Макариха этим пользуется, стараясь всех перекричать. А уж если начнет она,
то до ночи не накричится. Страшный микроб!
Анна Егоровна несколько проще объясняла поведение этой колхозницы. За
невыход на работу Макаркину не раз штрафовали. Она любила торговать на
рынке, и своим добром и чужим. "Заработаешь там не меньше, чем в поле: Чего
спину-то гнуть!" Не жаловали ее за это колхозники. А насчет микробов зря
комсомольцы выдумали.
Когда Макаркина услышала гудок машины у соседней хаты и узнала, что
Сережка ведра собирает, она бросилась домой и со злорадным трепетом ожидала
стука в дверь. Сейчас придет этот малец, тут уж она ему все выскажет: Она
ему покажет ведро! Она всех на ноги поднимет!
Но машина проехала дальше и остановилась у других соседей. Макаркина
подождала еще немного: может быть, вернется? Нет, Тетеркин и не собирался
заезжать к Макарихе, помня инструкцию бригадира ОКБ.

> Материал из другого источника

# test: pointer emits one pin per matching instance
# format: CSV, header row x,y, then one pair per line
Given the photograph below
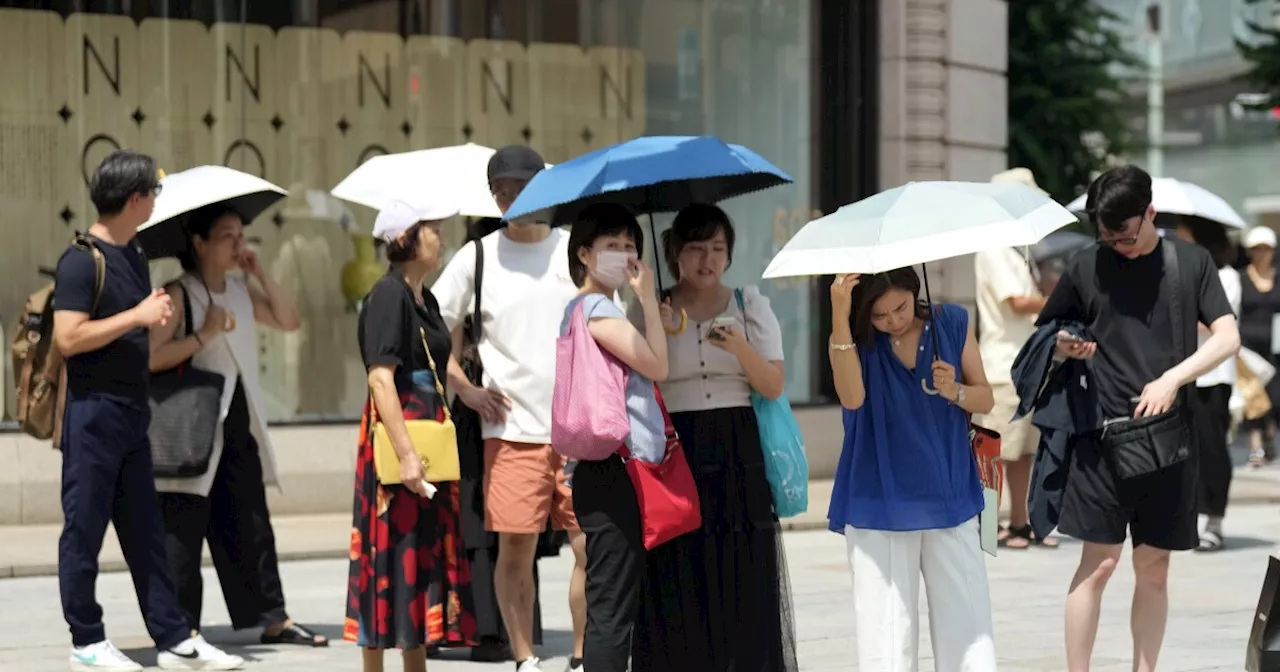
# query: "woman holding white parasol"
x,y
908,373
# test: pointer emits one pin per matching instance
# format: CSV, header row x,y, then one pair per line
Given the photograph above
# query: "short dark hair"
x,y
200,223
122,174
694,224
595,222
869,289
1211,236
405,247
1118,196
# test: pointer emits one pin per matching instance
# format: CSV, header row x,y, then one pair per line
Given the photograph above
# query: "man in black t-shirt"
x,y
106,457
1119,291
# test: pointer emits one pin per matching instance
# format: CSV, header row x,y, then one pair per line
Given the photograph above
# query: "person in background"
x,y
1120,292
1212,393
227,504
718,599
1008,302
408,584
106,457
526,286
1260,304
906,494
603,255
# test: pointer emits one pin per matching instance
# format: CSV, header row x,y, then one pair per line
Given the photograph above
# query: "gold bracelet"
x,y
684,324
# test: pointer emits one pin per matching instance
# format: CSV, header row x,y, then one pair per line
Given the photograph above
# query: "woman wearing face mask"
x,y
227,504
410,580
906,494
603,255
718,599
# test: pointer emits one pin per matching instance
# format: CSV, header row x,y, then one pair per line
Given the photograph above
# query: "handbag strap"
x,y
476,286
439,388
1175,307
1175,300
741,307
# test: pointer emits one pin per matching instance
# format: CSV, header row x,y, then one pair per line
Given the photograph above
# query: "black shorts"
x,y
1159,510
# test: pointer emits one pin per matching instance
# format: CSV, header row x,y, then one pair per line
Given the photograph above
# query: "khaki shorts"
x,y
1016,439
525,484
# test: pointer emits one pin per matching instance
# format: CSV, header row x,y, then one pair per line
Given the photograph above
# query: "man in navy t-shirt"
x,y
106,457
1123,293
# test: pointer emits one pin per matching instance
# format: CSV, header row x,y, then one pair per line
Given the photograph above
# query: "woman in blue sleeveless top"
x,y
906,494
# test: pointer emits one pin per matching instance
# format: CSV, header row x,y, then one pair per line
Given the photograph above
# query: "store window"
x,y
302,91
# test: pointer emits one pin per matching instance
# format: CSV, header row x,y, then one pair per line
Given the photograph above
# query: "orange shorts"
x,y
525,484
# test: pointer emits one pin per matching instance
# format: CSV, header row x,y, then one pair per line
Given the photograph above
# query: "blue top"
x,y
908,462
648,439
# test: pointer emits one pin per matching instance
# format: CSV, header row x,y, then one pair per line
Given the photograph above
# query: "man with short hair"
x,y
106,456
1139,298
526,287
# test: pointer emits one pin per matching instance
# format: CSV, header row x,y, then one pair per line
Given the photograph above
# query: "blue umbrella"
x,y
648,174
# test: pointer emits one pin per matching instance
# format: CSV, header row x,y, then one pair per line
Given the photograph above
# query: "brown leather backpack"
x,y
39,369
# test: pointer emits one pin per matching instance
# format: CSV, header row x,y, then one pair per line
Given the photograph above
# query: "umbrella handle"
x,y
657,255
928,301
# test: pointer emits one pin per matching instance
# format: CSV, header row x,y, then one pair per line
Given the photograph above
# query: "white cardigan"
x,y
234,356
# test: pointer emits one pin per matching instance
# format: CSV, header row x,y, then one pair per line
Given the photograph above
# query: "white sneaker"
x,y
101,657
199,654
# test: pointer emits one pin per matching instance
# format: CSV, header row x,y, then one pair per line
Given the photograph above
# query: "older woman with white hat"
x,y
1260,304
408,585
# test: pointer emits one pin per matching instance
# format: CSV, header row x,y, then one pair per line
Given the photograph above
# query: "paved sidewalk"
x,y
1212,600
32,549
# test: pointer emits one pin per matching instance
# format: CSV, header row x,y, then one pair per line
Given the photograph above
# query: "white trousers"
x,y
887,568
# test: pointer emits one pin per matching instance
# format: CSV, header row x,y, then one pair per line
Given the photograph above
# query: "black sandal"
x,y
1027,533
1211,542
296,635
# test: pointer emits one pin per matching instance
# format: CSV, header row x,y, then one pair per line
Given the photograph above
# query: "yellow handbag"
x,y
434,442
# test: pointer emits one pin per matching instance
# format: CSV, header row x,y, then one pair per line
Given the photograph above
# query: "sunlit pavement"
x,y
1212,602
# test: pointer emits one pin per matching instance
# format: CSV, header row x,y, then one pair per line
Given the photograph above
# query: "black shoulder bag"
x,y
186,403
1138,447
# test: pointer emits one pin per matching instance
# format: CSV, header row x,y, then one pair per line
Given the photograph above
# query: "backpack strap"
x,y
1173,282
87,243
1173,279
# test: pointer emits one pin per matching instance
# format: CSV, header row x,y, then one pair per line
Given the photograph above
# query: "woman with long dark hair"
x,y
408,584
227,503
718,599
906,494
603,255
1211,397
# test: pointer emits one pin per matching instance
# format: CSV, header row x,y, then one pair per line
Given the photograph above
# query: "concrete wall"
x,y
944,100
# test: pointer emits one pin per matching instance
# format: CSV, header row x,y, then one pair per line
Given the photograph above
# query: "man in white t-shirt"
x,y
1009,301
526,287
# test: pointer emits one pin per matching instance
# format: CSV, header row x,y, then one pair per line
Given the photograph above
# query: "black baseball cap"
x,y
515,161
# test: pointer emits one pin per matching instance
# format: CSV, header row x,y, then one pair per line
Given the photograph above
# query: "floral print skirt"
x,y
410,583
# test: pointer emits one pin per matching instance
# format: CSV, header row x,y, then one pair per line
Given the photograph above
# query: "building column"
x,y
944,104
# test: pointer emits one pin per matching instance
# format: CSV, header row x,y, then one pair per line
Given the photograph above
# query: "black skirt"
x,y
720,599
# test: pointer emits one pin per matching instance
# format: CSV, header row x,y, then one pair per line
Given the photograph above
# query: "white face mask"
x,y
611,268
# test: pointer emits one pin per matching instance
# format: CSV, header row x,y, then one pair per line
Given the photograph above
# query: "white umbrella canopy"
x,y
918,223
1178,197
182,193
461,169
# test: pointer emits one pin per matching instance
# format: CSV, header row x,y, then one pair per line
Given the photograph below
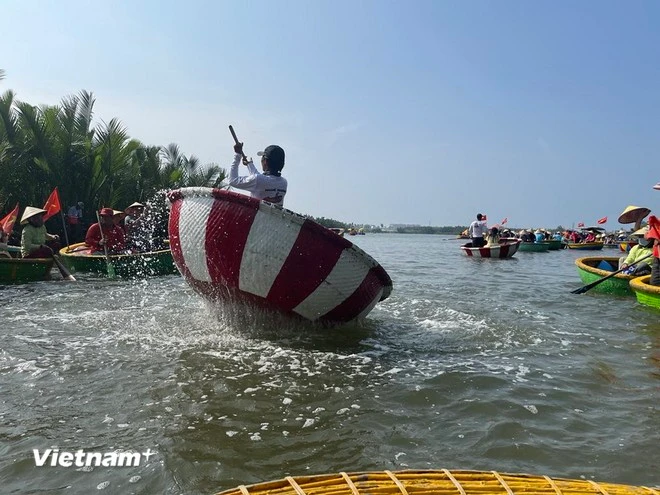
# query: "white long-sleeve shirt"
x,y
269,188
478,228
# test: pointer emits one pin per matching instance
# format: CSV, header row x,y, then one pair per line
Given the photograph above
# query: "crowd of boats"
x,y
602,273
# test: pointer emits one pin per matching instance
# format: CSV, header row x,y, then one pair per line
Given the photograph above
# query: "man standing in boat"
x,y
267,186
477,230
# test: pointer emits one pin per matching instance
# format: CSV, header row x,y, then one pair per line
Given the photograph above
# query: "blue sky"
x,y
422,112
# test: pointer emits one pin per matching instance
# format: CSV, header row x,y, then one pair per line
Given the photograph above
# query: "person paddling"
x,y
113,235
34,237
477,230
267,186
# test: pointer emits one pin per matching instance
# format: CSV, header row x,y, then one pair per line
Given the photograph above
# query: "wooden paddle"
x,y
66,274
590,286
233,134
110,268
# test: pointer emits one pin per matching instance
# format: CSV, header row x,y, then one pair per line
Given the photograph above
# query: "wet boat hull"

Этой обиды баба не могла простить. Ее опять обошли. К ней даже не хотят
обращаться. Ну, погодите же!
Прошло несколько дней. Кое-кто из колхозников уже побывал на
строительстве, даже старая бабка Кузьминична решила подивиться на затею
комсомольцев. Макаркина уговорила ее послать девчонку за ведром, потому что
уж очень ей понадобилось эмалированное ведро Кузьминичны - сметану собрать.
"Чего его там зря по песку ребята будут возить? - уговаривала Макаркина. -
Мое простое железное ведерко девчонка отнесет и обменяет его на ваше.

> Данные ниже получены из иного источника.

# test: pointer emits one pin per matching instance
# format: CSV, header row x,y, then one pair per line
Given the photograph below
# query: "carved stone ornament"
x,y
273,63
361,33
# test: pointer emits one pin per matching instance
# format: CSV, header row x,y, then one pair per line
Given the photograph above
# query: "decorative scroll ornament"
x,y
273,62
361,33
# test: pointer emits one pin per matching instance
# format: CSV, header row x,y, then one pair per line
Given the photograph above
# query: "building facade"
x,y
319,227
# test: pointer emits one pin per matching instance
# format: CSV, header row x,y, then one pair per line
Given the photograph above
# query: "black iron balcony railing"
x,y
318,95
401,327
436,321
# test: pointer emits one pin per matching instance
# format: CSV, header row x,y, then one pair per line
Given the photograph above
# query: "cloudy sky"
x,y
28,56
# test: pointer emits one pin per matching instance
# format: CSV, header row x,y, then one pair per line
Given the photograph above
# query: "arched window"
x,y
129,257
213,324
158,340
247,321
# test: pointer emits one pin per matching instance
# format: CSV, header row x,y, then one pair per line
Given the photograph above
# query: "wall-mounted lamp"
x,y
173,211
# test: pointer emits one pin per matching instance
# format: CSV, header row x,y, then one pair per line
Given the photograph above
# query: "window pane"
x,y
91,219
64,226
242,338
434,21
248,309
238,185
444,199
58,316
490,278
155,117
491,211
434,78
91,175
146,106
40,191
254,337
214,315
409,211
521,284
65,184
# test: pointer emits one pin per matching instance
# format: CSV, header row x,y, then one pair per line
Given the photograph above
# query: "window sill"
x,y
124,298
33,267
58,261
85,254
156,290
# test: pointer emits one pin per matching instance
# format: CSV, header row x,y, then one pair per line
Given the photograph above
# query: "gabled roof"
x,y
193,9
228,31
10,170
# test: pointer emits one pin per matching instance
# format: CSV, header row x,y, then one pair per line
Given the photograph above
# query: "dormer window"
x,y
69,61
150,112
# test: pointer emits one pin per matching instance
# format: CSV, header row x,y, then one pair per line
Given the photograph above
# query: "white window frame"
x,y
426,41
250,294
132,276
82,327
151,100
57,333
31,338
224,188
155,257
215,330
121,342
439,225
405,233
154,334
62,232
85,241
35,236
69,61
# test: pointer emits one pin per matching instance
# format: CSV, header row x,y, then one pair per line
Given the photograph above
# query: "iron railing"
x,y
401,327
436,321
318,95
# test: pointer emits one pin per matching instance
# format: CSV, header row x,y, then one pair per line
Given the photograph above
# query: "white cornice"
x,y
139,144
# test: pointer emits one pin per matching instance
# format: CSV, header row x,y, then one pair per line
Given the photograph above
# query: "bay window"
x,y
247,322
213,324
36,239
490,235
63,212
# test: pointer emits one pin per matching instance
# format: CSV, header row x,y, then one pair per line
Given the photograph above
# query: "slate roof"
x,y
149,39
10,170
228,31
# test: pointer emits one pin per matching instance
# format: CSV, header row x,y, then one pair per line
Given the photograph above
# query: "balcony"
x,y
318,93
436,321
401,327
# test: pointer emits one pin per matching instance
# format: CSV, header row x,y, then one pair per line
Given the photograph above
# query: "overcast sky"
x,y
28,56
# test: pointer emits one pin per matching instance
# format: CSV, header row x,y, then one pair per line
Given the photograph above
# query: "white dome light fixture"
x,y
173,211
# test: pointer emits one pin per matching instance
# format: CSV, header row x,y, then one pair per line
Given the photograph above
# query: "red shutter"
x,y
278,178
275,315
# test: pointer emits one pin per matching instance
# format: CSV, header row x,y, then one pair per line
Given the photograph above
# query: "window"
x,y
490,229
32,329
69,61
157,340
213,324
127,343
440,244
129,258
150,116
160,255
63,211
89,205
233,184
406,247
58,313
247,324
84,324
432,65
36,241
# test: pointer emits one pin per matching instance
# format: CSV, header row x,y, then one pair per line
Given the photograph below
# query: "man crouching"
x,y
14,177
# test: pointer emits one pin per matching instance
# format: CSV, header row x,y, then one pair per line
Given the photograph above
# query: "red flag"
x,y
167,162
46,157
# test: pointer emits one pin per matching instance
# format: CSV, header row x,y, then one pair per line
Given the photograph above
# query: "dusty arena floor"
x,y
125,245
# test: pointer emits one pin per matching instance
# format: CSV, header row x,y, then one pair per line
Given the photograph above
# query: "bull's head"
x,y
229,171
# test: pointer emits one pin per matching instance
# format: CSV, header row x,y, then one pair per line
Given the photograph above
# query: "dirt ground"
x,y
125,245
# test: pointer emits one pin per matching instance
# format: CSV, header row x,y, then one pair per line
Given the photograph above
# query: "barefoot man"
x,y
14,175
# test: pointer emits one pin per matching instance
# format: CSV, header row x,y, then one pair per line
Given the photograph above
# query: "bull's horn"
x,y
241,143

Уважьте, Марья Кузьминична!"
Почему не услужить соседке? Ведь как просит! Макариха отдала девчонке
ржавое ведро, причем с тайным умыслом нацарапала на донышке свою фамилию.
Теперь у нее есть предлог для того, чтобы заявиться на бугор. Она им
покажет, этим мальцам, как ведра собирать! Она по всем деревням расскажет,
до чего тут в Девичьей поляне докатились.
Макариха шла по проселку и торжествовала. Сияющая лампа над холмом служила
ей путеводной звездой, и эту звезду она сейчас ненавидела всем своим
существом.
Ночь выдалась темная, черно вокруг, и так же черно было на душе
Макаркиной. Ей рассказывали, что комсомольцы роют на бугре яму, в которую
будут собирать электричество, потому что его сейчас не хватает для всяких
штук.
"На скотном дворе коровам понадобились лампы, - со злобой думала Макариха.
- В птичник электричество провели. Курам на смех! Потому как эти куры зимой
без света нестись не желают. Вот до чего комсомольцы додумались! Клуб начали
строить, чтобы всяким там вертихвосткам комедии представлять да танцы
разводить. А за каким лешим нам, колхозникам, все это сдалось? Наших кровных
денежек, небось, ухлопают побольше, чем прошлый год. Сказывают еще, что
через это электричество хлеб поливать начнут. "Ну, до чего ж обманывают
народ! - возмущалась она. - Мыслимое ли это дело, - все поле полить? Да тут
на свой огород воды не натаскаешься, руки, ноги отваливаются: Туману в глаза
напускают! Учеными все стали, а мы и без учености проживем, У Ольгушки
Шульгиной ума, что ли, набираться будем? Понятие тоже имеем:"
Макаркина свернула с дороги, чтобы пройти напрямик. Она путалась в сухой
траве, какие-то колючки цеплялись за подол юбки. Бранясь, Макаркина отдирала
их и с каждым шагом словно еще больше подогревала в себе отчаянную злость.